What Great Drinks Branding Looks Like in 2025
The Australian drinks market has undergone a visual revolution in the past decade. The category that was once dominated by the same three or four legacy brands is now a competitive landscape of craft breweries, functional beverages, premium waters, and non-alcoholic alternatives, each fighting for attention on increasingly crowded shelves and in fridges.
Having designed for brands including Asahi's Vibe and worked across the category, here's what separates the brands getting it right.
Boldness is non-negotiable
A drink is consumed in seconds — the decision is made in less. The brands winning on shelf and in the fridge are the ones that communicate their identity immediately and confidently. A small, subtle logo on a clear bottle doesn't survive in a cold drinks fridge from 2 metres away.
Boldness doesn't mean loud. Some of the best drinks packaging is visually quiet but confident — a single strong typographic treatment, a distinctive structural choice, a colour used with total conviction.
The can vs bottle decision is a brand decision
The choice of format communicates before anything else. A can signals approachable, modern, lower-cost or casual. A bottle — particularly glass — signals premium, occasion, considered. This is a brand strategy decision that needs to precede any design work.

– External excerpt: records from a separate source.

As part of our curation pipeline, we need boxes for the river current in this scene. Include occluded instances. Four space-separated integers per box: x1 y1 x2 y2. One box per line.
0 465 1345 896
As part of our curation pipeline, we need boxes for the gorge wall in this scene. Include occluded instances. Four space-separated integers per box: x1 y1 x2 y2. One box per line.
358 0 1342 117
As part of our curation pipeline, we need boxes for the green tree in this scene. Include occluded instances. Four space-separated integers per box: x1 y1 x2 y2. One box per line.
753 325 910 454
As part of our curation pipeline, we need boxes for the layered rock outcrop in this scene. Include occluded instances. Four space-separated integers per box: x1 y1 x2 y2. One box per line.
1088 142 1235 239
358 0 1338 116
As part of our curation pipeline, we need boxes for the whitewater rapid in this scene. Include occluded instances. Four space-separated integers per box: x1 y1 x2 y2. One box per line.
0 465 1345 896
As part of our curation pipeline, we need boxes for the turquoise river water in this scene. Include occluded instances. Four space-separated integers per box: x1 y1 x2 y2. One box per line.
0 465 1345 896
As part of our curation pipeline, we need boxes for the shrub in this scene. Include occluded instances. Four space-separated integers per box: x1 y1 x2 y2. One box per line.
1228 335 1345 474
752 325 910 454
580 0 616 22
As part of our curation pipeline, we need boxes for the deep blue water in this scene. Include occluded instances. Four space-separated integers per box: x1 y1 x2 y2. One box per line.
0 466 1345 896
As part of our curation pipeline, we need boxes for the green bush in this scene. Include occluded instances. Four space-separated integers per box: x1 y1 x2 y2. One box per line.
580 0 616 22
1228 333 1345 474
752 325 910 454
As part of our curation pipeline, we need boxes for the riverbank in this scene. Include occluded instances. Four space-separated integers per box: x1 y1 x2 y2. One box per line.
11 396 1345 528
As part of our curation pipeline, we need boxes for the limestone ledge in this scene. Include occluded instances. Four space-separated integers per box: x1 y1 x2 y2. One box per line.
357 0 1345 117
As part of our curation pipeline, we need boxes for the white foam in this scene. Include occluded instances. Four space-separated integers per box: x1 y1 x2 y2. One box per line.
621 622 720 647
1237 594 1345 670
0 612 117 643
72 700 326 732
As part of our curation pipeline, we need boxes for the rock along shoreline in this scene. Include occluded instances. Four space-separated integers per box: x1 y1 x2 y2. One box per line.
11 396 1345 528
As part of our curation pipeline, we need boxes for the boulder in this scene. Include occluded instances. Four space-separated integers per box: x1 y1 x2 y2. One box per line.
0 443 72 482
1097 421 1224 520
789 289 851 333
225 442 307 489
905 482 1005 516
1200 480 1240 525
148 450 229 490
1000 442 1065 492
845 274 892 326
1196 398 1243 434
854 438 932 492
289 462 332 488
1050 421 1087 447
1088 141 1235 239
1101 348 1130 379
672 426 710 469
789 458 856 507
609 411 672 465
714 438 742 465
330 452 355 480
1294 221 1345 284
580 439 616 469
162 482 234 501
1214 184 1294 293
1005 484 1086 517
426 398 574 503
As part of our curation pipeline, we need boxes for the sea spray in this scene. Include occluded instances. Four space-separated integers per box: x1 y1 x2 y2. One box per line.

We've seen brands undermine their premium positioning by choosing the wrong format, and brands succeed in mass market because their format matched their target occasion.
Functional claims need visual integration
The functional drinks category — kombucha, prebiotic soda, adaptogen waters — has a specific challenge: the functional benefits need to be communicated clearly without turning the packaging into a pharmacy label.
The brands doing this well are integrating the functional story into the visual language of the brand, not layering claim badges on top of an unrelated design. The form and the function feel like the same thing.
The non-alcoholic category is having a design moment
Premium non-alcoholic alternatives — zero-alcohol wine, botanical spirits, non-alcoholic aperitifs — are competing directly with premium alcoholic products on shelf. The visual language needs to match: elegance, restraint, occasion-appropriate positioning.
The best non-alcoholic brands don't look like they're apologising for being alcohol-free. They look like they've chosen to be alcohol-free. That confidence shows in the design.